Had he not doubled the first jump in his triple flip-double toe combination, he - not Chan - would have been standing atop the podium.
"My dream came true," Ten said. "I still cannot believe that it all happened."
Chan might say the same.
With the Sochi Olympics a year away and these world championships in his own country, Chan wanted this title badly. Maybe too badly.
"I definitely was disappointed in myself because I really wanted to go out there and have another short program moment," said Chan, whose short program score was a world record. "It's kind of selfish of me, but I really wanted to enjoy it. ... The moment wasn't as good as it could have been but, nonetheless, it was very special."
He got off to a spectacular start, doing a quadruple toe loop-triple toe combination and a solo quad toe that were so technically perfect, coaches all over went running for their DVR.
Then the downward spiral began. He splatted on a triple lutz, a jump that's simple in comparison to those quads, and fell on an underrotated triple axel. He flipped out of the landing on the last jump of a triple flip-single loop-triple salchow combination and watered down a triple lutz-double toe combo.
Chan slapped his forehead several times when he finished and again as he waited for his marks. When the camera focused on him, he gave a sheepish smile.
"I'm a little disappointed I wasn't able to do a great program in front of such great audience," Chan said. "But you know what? I'm going to take the win, put it in my back pocket and really learn from it next season."
Fernandez feared he had dug himself too deep of a hole after a flawed short program.

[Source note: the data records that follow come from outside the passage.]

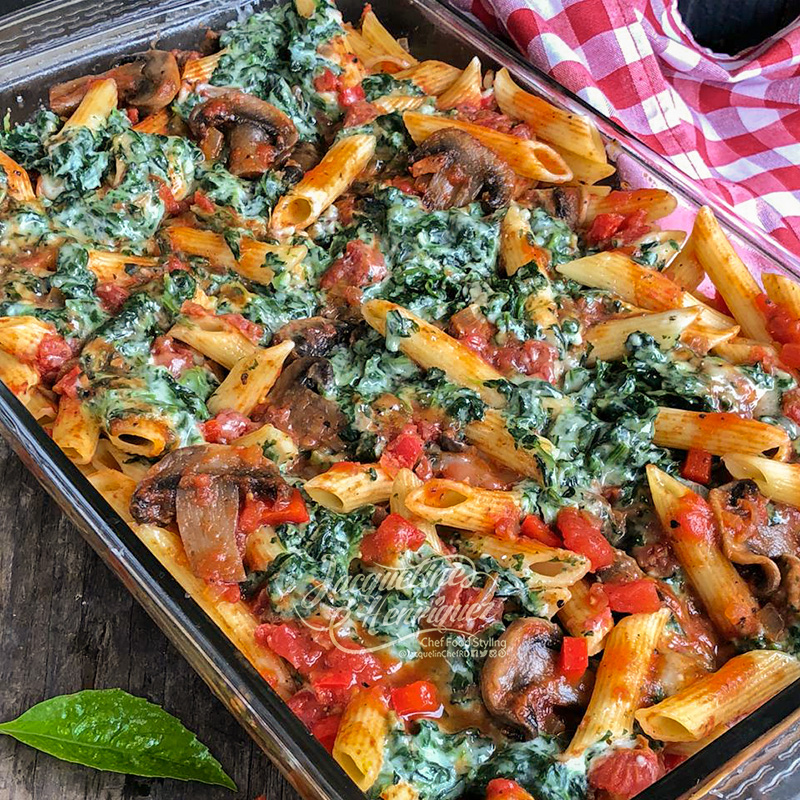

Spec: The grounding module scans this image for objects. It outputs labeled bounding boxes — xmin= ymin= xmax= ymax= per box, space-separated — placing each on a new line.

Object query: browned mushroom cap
xmin=272 ymin=317 xmax=350 ymax=358
xmin=408 ymin=128 xmax=515 ymax=211
xmin=481 ymin=617 xmax=593 ymax=736
xmin=524 ymin=188 xmax=588 ymax=229
xmin=255 ymin=356 xmax=347 ymax=452
xmin=130 ymin=443 xmax=289 ymax=526
xmin=49 ymin=51 xmax=180 ymax=117
xmin=188 ymin=91 xmax=299 ymax=178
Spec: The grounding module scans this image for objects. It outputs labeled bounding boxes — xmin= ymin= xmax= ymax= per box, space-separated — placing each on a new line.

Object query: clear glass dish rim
xmin=0 ymin=0 xmax=797 ymax=798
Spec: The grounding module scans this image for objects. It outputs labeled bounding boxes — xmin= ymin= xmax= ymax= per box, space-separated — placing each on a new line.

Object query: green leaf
xmin=0 ymin=689 xmax=236 ymax=790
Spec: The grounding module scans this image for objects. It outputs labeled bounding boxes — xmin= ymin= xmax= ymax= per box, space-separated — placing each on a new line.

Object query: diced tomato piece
xmin=520 ymin=514 xmax=562 ymax=548
xmin=390 ymin=680 xmax=442 ymax=719
xmin=557 ymin=508 xmax=614 ymax=570
xmin=158 ymin=183 xmax=181 ymax=215
xmin=587 ymin=210 xmax=650 ymax=248
xmin=343 ymin=100 xmax=380 ymax=128
xmin=35 ymin=333 xmax=72 ymax=383
xmin=201 ymin=408 xmax=255 ymax=444
xmin=313 ymin=68 xmax=340 ymax=93
xmin=425 ymin=571 xmax=504 ymax=635
xmin=327 ymin=461 xmax=362 ymax=473
xmin=706 ymin=289 xmax=731 ymax=316
xmin=310 ymin=647 xmax=387 ymax=702
xmin=586 ymin=213 xmax=626 ymax=247
xmin=671 ymin=493 xmax=717 ymax=544
xmin=588 ymin=747 xmax=665 ymax=800
xmin=311 ymin=714 xmax=342 ymax=752
xmin=52 ymin=364 xmax=82 ymax=398
xmin=238 ymin=488 xmax=310 ymax=534
xmin=151 ymin=335 xmax=196 ymax=378
xmin=485 ymin=778 xmax=536 ymax=800
xmin=616 ymin=208 xmax=650 ymax=243
xmin=493 ymin=339 xmax=557 ymax=382
xmin=209 ymin=582 xmax=241 ymax=604
xmin=781 ymin=342 xmax=800 ymax=369
xmin=338 ymin=83 xmax=365 ymax=107
xmin=95 ymin=282 xmax=130 ymax=313
xmin=320 ymin=240 xmax=387 ymax=291
xmin=603 ymin=579 xmax=662 ymax=614
xmin=491 ymin=502 xmax=520 ymax=541
xmin=360 ymin=512 xmax=426 ymax=565
xmin=287 ymin=690 xmax=326 ymax=729
xmin=256 ymin=623 xmax=324 ymax=673
xmin=192 ymin=190 xmax=215 ymax=214
xmin=166 ymin=254 xmax=188 ymax=272
xmin=380 ymin=424 xmax=425 ymax=476
xmin=662 ymin=752 xmax=689 ymax=771
xmin=756 ymin=292 xmax=800 ymax=345
xmin=558 ymin=636 xmax=588 ymax=678
xmin=681 ymin=448 xmax=713 ymax=485
xmin=224 ymin=313 xmax=264 ymax=344
xmin=783 ymin=386 xmax=800 ymax=425
xmin=125 ymin=107 xmax=140 ymax=124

But few skaters can sell a program like Fernandez, who oozes charisma and swagger.
At 21, he's way too young to recall Charlie Chaplin. But Fernandez's portrayal of him was so spot on, no one could take their eyes off of him.
Early in the program, he did an old-fashioned royal curtsy, rolling his hand down from his nose to the ground. He started one footwork sequence by stuffing his hands in his pockets, fixing the audience with a flirty smile and shrugging his shoulders.

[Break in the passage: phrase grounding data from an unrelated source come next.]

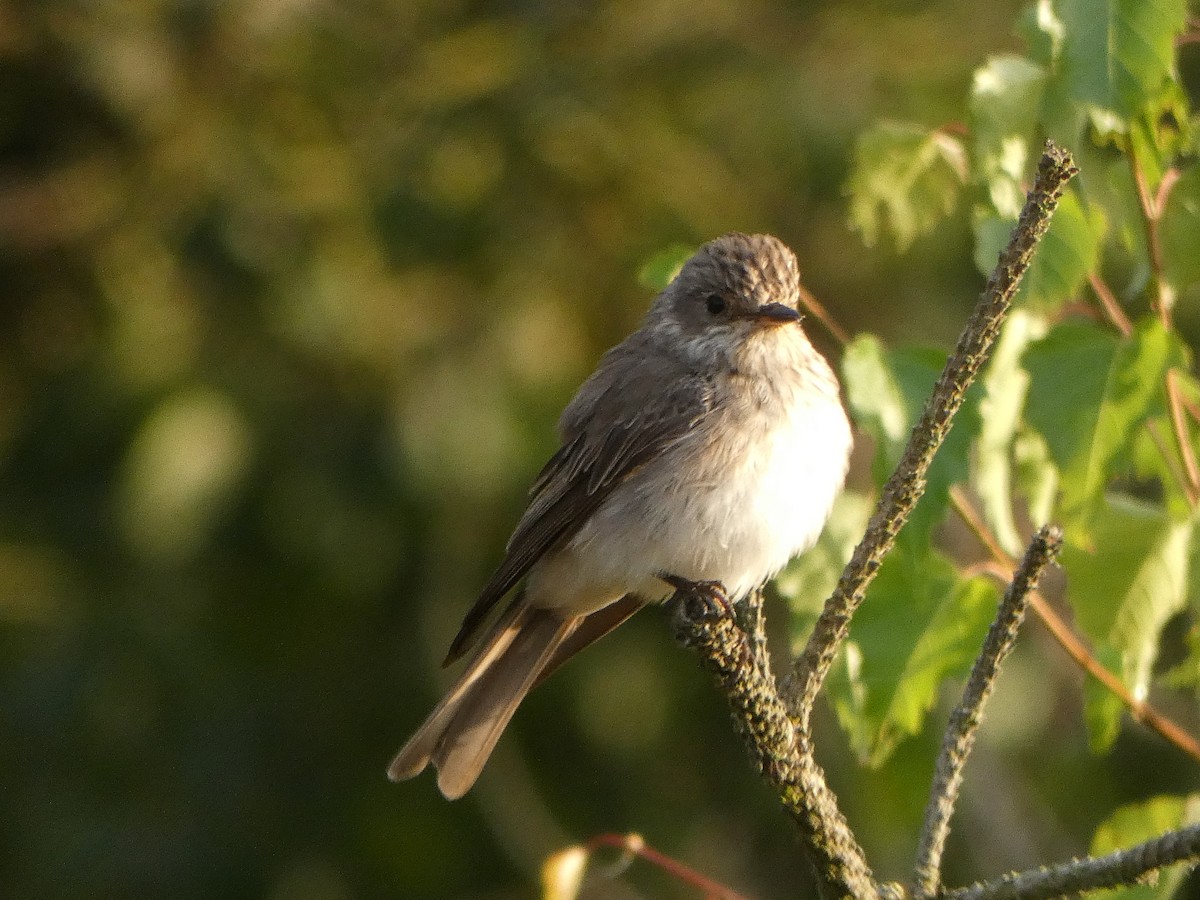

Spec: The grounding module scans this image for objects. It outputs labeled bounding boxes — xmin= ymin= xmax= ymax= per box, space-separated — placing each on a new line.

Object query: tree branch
xmin=944 ymin=823 xmax=1200 ymax=900
xmin=669 ymin=144 xmax=1077 ymax=900
xmin=914 ymin=525 xmax=1063 ymax=898
xmin=949 ymin=486 xmax=1200 ymax=764
xmin=669 ymin=586 xmax=879 ymax=900
xmin=789 ymin=142 xmax=1079 ymax=723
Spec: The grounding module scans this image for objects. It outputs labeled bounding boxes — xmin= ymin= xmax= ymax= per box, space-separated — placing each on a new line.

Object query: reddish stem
xmin=1128 ymin=150 xmax=1173 ymax=327
xmin=1086 ymin=273 xmax=1134 ymax=337
xmin=799 ymin=284 xmax=850 ymax=347
xmin=1166 ymin=369 xmax=1200 ymax=505
xmin=950 ymin=487 xmax=1200 ymax=764
xmin=583 ymin=833 xmax=754 ymax=900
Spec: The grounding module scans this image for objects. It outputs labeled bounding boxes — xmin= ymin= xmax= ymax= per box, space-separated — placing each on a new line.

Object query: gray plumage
xmin=389 ymin=232 xmax=852 ymax=798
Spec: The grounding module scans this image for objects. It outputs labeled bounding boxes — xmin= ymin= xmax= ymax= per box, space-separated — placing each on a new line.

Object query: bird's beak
xmin=751 ymin=302 xmax=802 ymax=325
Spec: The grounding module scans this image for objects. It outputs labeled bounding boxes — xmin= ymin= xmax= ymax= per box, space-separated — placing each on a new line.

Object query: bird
xmin=389 ymin=232 xmax=853 ymax=799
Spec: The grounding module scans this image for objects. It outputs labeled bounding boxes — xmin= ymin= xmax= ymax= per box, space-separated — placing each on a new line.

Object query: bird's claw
xmin=660 ymin=573 xmax=732 ymax=621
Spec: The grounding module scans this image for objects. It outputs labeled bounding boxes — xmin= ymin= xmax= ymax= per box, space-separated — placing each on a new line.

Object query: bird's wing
xmin=443 ymin=353 xmax=714 ymax=664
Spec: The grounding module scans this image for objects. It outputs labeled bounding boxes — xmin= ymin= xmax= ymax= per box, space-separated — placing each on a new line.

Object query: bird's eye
xmin=705 ymin=293 xmax=727 ymax=316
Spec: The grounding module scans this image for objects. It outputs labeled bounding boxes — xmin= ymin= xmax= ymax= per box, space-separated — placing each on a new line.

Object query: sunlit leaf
xmin=1023 ymin=320 xmax=1188 ymax=538
xmin=842 ymin=335 xmax=977 ymax=543
xmin=1083 ymin=643 xmax=1129 ymax=753
xmin=847 ymin=122 xmax=967 ymax=251
xmin=1127 ymin=80 xmax=1193 ymax=190
xmin=829 ymin=549 xmax=998 ymax=766
xmin=1062 ymin=496 xmax=1194 ymax=746
xmin=1012 ymin=428 xmax=1060 ymax=528
xmin=842 ymin=335 xmax=909 ymax=480
xmin=1021 ymin=189 xmax=1105 ymax=309
xmin=973 ymin=188 xmax=1104 ymax=310
xmin=1053 ymin=0 xmax=1188 ymax=121
xmin=974 ymin=309 xmax=1050 ymax=554
xmin=970 ymin=54 xmax=1047 ymax=218
xmin=1089 ymin=795 xmax=1200 ymax=900
xmin=541 ymin=846 xmax=589 ymax=900
xmin=779 ymin=490 xmax=874 ymax=632
xmin=1161 ymin=169 xmax=1200 ymax=296
xmin=1067 ymin=141 xmax=1152 ymax=295
xmin=637 ymin=243 xmax=695 ymax=291
xmin=1017 ymin=0 xmax=1066 ymax=68
xmin=832 ymin=337 xmax=997 ymax=762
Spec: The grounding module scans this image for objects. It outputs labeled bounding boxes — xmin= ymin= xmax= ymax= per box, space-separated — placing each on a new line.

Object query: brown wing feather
xmin=531 ymin=593 xmax=644 ymax=689
xmin=443 ymin=350 xmax=713 ymax=665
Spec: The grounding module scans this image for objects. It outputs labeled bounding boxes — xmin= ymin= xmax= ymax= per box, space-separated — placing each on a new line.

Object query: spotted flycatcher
xmin=389 ymin=232 xmax=853 ymax=798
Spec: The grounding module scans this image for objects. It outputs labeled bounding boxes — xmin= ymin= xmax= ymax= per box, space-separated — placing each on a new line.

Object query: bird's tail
xmin=388 ymin=600 xmax=577 ymax=800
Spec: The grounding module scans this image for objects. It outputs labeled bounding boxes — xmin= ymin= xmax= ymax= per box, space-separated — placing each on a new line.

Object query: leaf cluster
xmin=779 ymin=0 xmax=1200 ymax=892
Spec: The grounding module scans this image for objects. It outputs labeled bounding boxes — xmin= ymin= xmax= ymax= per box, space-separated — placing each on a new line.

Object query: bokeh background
xmin=3 ymin=1 xmax=1199 ymax=898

He even managed a little duck walk. That's tough to do in street shoes, let alone figure skates.
The flaws in his program, hard as it may be to believe, were with his jumps. Fernandez has always had great hops, and he did two quads - one salchow and one toe loop - that were very nice. But he popped both jumps in what was supposed to be a quad salchow-triple toe combination into doubles, and singled the opening lutz in a planned triple lutz-double toe combination.
"When I finished my program, I knew it was going to be really hard to be on the podium. I knew I did some big mistakes," Fernandez said. "But I still did a good program. ... I was hoping to have a little bit of luck."

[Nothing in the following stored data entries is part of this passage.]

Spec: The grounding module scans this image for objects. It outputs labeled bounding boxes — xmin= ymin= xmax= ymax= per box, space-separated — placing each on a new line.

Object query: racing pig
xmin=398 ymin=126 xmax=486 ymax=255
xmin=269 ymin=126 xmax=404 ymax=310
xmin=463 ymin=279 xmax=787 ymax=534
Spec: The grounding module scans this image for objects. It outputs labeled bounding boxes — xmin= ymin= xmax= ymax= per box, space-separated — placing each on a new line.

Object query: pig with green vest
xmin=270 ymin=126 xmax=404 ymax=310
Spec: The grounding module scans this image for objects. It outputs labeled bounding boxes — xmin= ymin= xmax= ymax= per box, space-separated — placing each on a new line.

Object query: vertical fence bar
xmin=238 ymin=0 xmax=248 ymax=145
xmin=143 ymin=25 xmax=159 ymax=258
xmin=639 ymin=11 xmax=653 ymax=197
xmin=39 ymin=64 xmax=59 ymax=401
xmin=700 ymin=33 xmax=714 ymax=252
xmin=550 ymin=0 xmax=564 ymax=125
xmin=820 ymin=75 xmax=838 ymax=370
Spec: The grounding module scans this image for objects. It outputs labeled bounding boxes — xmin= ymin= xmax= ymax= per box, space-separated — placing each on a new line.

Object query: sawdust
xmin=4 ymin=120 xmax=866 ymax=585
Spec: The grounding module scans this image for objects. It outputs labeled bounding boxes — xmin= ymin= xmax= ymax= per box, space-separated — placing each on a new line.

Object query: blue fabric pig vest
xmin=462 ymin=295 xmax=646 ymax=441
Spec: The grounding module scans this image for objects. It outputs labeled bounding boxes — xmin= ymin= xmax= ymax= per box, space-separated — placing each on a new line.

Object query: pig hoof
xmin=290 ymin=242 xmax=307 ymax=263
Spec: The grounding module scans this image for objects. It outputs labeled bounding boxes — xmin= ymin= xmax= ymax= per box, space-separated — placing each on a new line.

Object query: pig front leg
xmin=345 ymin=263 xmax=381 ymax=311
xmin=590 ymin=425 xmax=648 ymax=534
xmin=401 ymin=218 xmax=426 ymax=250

He watched the final skaters with Chan, his hopes of a medal climbing with each performance.
"I was getting a little bit more excited, a little bit more excited, a little bit more excited," Fernandez said. "When (the last skater) finished and I saw I was in the third position, I didn't know what to do. Jump. Cry. Hug Patrick. I didn't know what to do. I was really happy. So happy. So, so happy."
The people in Kazakhstan surely are, too.
"I'm feeling very proud, and I'm realizing that the whole country now is very proud of my little win and my little victory," Ten said. "It feels great."